In [1]:
import dspy

In [2]:

# Clear DSPy's global disk cache
if hasattr(dspy, 'cache') and hasattr(dspy.cache, 'disk_cache'):
    dspy.cache.disk_cache.clear()
    print("clear")

clear


# Ollama solution

In [3]:
from package.base import DriverLM, ModelResponse, Usage
import httpx

ollama_client = httpx.Client(timeout=600.0)
def ollama_request_fn(prompt: str | None = None, messages: list[dict] | None = None, temperature: float = 0.0, max_tokens: int = 256):
    if messages is None:
        messages = [{"role": "user", "content": prompt}]
    
    # Ollama expects images in a specific format
    processed_messages = []
    for msg in messages:
        content = msg["content"]
        
        # Handle multi-part content (text + images)
        if isinstance(content, list):
            # Extract text and images
            text_parts = [part["text"] for part in content if part.get("type") == "text"]
            image_parts = [part["image_url"]["url"] for part in content if part.get("type") == "image_url"]
            
            processed_msg = {
                "role": msg["role"],
                "content": " ".join(text_parts)
            }
            
            # Ollama uses "images" field for base64 data
            if image_parts:
                processed_msg["images"] = [
                    img.split(",")[1] if "base64," in img else img  # Extract base64 part
                    for img in image_parts
                ]
            
            processed_messages.append(processed_msg)
        else:
            # Simple text message
            processed_messages.append(msg)
    
    response = ollama_client.post(
        'http://localhost:11434/api/chat',
        json={
            "model": "llama3.2-vision:11b",
            "messages": processed_messages,
            "stream": False,
            "options": {"temperature": temperature}
        }
    )
    response.raise_for_status()
    return response.json()

def ollama_output_fn(response: dict) -> ModelResponse:
    content = response.get("message", {}).get("content", "")
    model = response.get("model", "custom")
    
    usage = Usage(
        prompt_tokens=response.get("prompt_eval_count", 0),
        completion_tokens=response.get("eval_count", 0),
        total_tokens=response.get("prompt_eval_count", 0) + response.get("eval_count", 0)
    )
    
    return ModelResponse.from_text(text=content.strip(), usage=usage, model=model)

In [4]:
import dspy
from package.base import DriverLM

# Setup
lm = DriverLM(
    request_fn=ollama_request_fn,  # Updated to handle images
    output_fn=ollama_output_fn,
    cache=True
)
lm.clear_cache()  # Clear old cache entries
dspy.configure(lm=lm)

# Use it
class SceneDescription(dspy.Signature):
    """Describe the contents of an image in detail."""
    image: dspy.Image = dspy.InputField(desc="Image to describe")
    scene_description: str = dspy.OutputField(desc="Detailed description")

describe = dspy.Predict(SceneDescription)
img = dspy.Image("./images/beach.jpg")
result = describe(image=img)
print(result.scene_description)

A serene beach scene with a palm tree on the left side, a single lounge chair with a beige umbrella to its right, and a small patch of green foliage behind it. The background features a vast expanse of white sand leading up to a tranquil turquoise ocean, set against a bright blue sky with a few wispy clouds.


In [5]:
img

Image(url=data:image/jpeg;base64,<IMAGE_BASE_64_ENCODED(49224)>)

In [6]:
# Read image file as bytes
with open("images/lake_mountain.jpg", "rb") as f:
    image_bytes = f.read()
# Create Image from bytes
img = dspy.Image(image_bytes)
result = describe(image=img)
print(result.scene_description)

The image depicts a serene and picturesque scene, with a majestic mountain looming in the background, its snow-capped peak glistening in the sunlight.

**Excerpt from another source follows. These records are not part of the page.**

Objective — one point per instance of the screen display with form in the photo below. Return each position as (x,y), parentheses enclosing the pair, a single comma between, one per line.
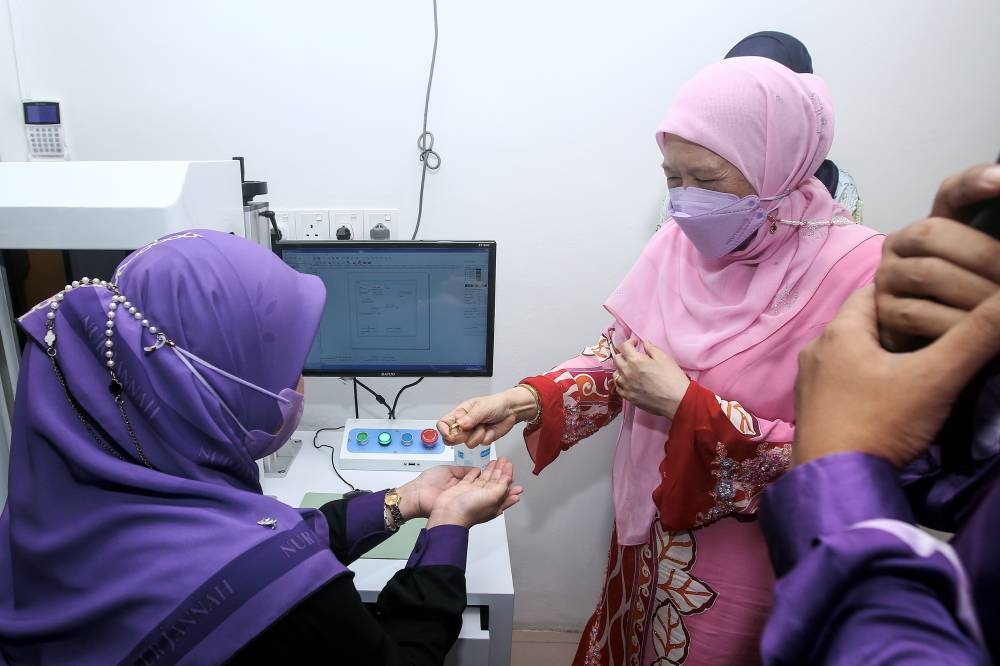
(417,308)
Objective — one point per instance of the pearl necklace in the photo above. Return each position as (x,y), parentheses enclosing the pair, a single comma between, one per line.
(118,304)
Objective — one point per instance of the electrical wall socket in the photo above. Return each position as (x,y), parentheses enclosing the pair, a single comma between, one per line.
(346,224)
(338,224)
(381,224)
(286,224)
(312,225)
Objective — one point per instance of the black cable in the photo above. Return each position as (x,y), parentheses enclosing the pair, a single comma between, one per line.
(356,414)
(379,399)
(333,453)
(425,142)
(392,412)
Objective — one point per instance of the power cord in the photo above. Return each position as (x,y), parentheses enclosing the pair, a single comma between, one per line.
(425,142)
(391,409)
(333,452)
(378,398)
(395,401)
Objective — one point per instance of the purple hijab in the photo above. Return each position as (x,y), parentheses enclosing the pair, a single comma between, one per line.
(107,561)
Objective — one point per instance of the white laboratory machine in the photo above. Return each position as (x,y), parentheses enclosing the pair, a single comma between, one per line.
(60,221)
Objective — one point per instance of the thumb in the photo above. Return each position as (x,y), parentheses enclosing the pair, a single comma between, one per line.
(652,351)
(858,314)
(477,412)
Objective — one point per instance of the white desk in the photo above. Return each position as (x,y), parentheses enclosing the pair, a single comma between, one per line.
(488,577)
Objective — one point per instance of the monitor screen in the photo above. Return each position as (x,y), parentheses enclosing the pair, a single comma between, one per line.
(404,309)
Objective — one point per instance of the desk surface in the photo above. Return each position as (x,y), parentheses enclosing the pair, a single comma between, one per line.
(488,566)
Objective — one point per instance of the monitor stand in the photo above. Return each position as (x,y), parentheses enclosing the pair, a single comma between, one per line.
(278,463)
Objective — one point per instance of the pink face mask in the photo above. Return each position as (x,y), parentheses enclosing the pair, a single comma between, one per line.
(716,223)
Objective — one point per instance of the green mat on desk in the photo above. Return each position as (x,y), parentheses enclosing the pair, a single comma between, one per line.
(397,547)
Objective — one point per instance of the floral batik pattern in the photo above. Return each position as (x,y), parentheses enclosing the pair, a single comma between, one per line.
(648,591)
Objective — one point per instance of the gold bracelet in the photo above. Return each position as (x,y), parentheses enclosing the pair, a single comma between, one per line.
(538,405)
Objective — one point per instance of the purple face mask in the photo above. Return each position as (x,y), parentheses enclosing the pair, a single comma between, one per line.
(716,222)
(259,443)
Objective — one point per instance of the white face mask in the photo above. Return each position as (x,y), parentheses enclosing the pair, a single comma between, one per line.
(259,443)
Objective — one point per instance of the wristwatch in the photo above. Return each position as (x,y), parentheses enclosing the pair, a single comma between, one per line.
(393,516)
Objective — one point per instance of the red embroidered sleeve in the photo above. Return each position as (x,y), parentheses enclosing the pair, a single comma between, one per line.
(716,462)
(578,399)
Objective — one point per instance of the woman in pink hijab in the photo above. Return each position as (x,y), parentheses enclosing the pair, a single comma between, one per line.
(700,361)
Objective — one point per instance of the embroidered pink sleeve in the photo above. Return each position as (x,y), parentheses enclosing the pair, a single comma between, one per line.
(719,458)
(578,399)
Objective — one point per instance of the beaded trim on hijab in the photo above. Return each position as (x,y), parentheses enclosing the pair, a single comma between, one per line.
(118,305)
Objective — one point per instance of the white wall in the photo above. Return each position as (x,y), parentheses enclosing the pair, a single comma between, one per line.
(544,114)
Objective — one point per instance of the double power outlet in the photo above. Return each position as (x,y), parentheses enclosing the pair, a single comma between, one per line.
(338,224)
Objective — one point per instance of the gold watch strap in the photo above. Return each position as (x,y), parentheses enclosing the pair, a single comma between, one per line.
(397,515)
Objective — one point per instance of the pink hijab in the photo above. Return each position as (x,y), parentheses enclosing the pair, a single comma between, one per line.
(776,127)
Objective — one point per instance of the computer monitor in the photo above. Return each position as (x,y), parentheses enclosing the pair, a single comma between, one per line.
(401,308)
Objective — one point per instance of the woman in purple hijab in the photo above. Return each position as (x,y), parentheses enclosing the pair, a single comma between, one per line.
(858,581)
(135,530)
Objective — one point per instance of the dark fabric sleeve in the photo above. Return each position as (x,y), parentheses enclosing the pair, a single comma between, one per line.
(415,621)
(356,525)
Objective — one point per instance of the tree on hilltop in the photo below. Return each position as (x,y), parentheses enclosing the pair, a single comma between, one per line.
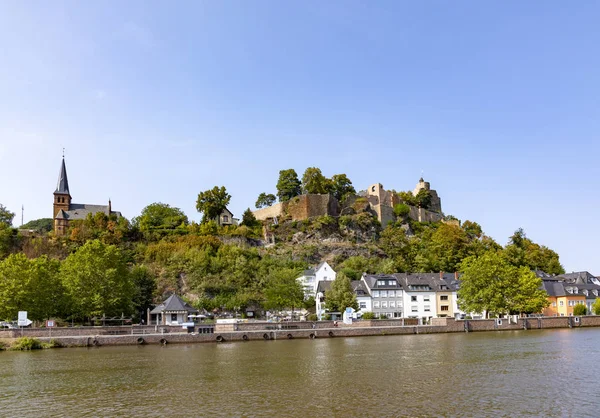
(314,182)
(288,185)
(341,187)
(6,216)
(212,203)
(265,200)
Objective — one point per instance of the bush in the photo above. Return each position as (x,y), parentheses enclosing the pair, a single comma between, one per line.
(368,315)
(26,343)
(579,310)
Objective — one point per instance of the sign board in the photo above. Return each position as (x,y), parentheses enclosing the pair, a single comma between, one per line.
(22,320)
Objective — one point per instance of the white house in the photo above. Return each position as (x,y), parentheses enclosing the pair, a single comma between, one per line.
(173,311)
(310,278)
(419,296)
(386,293)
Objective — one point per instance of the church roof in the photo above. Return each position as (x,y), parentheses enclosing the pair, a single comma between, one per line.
(81,211)
(63,182)
(174,304)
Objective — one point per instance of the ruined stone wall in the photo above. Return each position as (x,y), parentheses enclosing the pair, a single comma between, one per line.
(270,212)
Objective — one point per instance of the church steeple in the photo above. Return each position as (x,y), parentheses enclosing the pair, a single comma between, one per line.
(63,182)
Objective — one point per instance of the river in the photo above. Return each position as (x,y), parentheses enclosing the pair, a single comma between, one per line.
(511,373)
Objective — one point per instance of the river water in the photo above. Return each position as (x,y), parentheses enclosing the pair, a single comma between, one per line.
(510,373)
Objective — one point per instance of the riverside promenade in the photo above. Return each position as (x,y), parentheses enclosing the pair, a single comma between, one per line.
(267,331)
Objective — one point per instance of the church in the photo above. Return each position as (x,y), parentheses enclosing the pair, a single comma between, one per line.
(65,211)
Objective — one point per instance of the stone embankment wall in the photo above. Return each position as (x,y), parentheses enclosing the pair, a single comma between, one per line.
(323,329)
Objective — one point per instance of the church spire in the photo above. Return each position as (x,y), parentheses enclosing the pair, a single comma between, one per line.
(63,183)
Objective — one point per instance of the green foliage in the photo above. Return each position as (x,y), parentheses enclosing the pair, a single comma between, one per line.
(248,219)
(158,218)
(401,210)
(30,285)
(97,281)
(341,187)
(212,203)
(288,185)
(6,216)
(580,309)
(340,296)
(283,290)
(521,251)
(265,200)
(26,344)
(41,225)
(489,283)
(314,182)
(596,307)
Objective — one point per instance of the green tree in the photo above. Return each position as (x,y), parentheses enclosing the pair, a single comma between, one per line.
(212,203)
(341,295)
(288,185)
(30,285)
(6,216)
(160,216)
(265,200)
(283,290)
(314,182)
(401,210)
(42,225)
(97,281)
(580,309)
(489,283)
(144,286)
(341,187)
(248,219)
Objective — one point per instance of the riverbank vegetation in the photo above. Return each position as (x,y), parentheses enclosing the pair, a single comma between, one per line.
(112,267)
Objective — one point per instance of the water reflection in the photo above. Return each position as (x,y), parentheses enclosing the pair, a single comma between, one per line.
(521,373)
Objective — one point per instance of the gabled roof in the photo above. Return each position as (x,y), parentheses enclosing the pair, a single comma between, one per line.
(62,186)
(174,304)
(324,285)
(80,211)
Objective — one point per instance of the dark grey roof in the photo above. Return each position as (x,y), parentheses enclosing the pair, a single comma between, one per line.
(80,211)
(359,288)
(324,285)
(372,281)
(174,304)
(63,183)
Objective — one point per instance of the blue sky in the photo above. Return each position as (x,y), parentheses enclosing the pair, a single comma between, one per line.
(497,102)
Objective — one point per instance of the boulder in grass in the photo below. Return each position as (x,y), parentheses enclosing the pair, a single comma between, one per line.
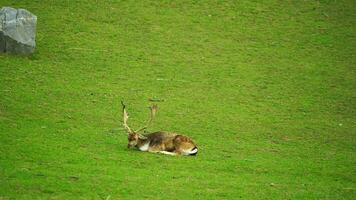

The mountain's rugged terrain is accentuated by the surrounding landscape, which features lush greenery and a tranquil lake that reflects the mountain's majestic form. The sky above is a brilliant blue, with only a few wispy clouds scattered across it, adding to the sense of tranquility and peacefulness that pervades the scene. The overall atmosphere is one of natural beauty and wonder, inviting the viewer to step into the idyllic world captured in the image.


In [7]:
img

Image(url=data:image/jpeg;base64,<IMAGE_BASE_64_ENCODED(17836)>)

# Bedrock solution

In [8]:
import boto3
import base64
from typing import Any

def bedrock_request_fn(prompt: str | None = None, messages: list[dict] | None = None, temperature: float = 0.0, max_tokens: int = 2048):
    client = boto3.client('bedrock-runtime', region_name='us-east-1')
    
    if messages is None:
        messages = [{"role": "user", "content": prompt}]
    
    system_messages = []
    conversation_messages = []
    
    for msg in messages:
        if msg["role"] == "system":
            system_messages.append({"text": msg["content"]})
        else:
            content = msg["content"]
            
            # Handle multi-part content (text + images)
            if isinstance(content, list):
                bedrock_content = []
                
                for part in content:
                    if part.get("type") == "text":
                        bedrock_content.append({"text": part["text"]})
                    
                    elif part.get("type") == "image_url":
                        image_url = part["image_url"]["url"]
                        
                        if image_url.startswith("data:"):
                            # Parse: "data:image/jpeg;base64,..." -> format + bytes
                            header, data = image_url.split(",", 1)
                            format_type = header.split(";")[0].split("/")[1]  # "jpeg"
                            image_bytes = base64.b64decode(data)
                            
                            bedrock_content.append({
                                "image": {
                                    "format": format_type,
                                    "source": {"bytes": image_bytes}
                                }
                            })
                
                conversation_messages.append({
                    "role": msg["role"],
                    "content": bedrock_content
                })
            else:
                # Simple text message
                conversation_messages.append({
                    "role": msg["role"],
                    "content": [{"text": content}]
                })
    
    request_params = {
        "modelId": "us.amazon.nova-lite-v1:0",
        "messages": conversation_messages,
        "inferenceConfig": {
            "temperature": temperature,
            "maxTokens": max_tokens,
        }
    }
    
    if system_messages:
        request_params["system"] = system_messages
    
    response = client.converse(**request_params)
    return response

def bedrock_output_fn(response: dict) -> ModelResponse:
    content = response["output"]["message"]["content"][0]["text"]
    model = response.get("ResponseMetadata", {}).get("HTTPHeaders", {}).get("x-amzn-bedrock-model-id", "bedrock-model")
    
    usage_data = response.get("usage", {})
    usage = Usage(
        prompt_tokens=usage_data.get("inputTokens", 0),
        completion_tokens=usage_data.get("outputTokens", 0),
        total_tokens=usage_data.get("totalTokens", 0)
    )
    
    return ModelResponse.from_text(text=content, usage=usage, model=model)

In [9]:
# Create Bedrock LM
lm = DriverLM(
    request_fn=bedrock_request_fn,
    output_fn=bedrock_output_fn,
    cache=True
)
dspy.configure(lm=lm)

# Use same code as Ollama
describe = dspy.Predict(SceneDescription)
img = dspy.Image("./images/forest_creak.jpeg")
result = describe(image=img)
print(result.scene_description)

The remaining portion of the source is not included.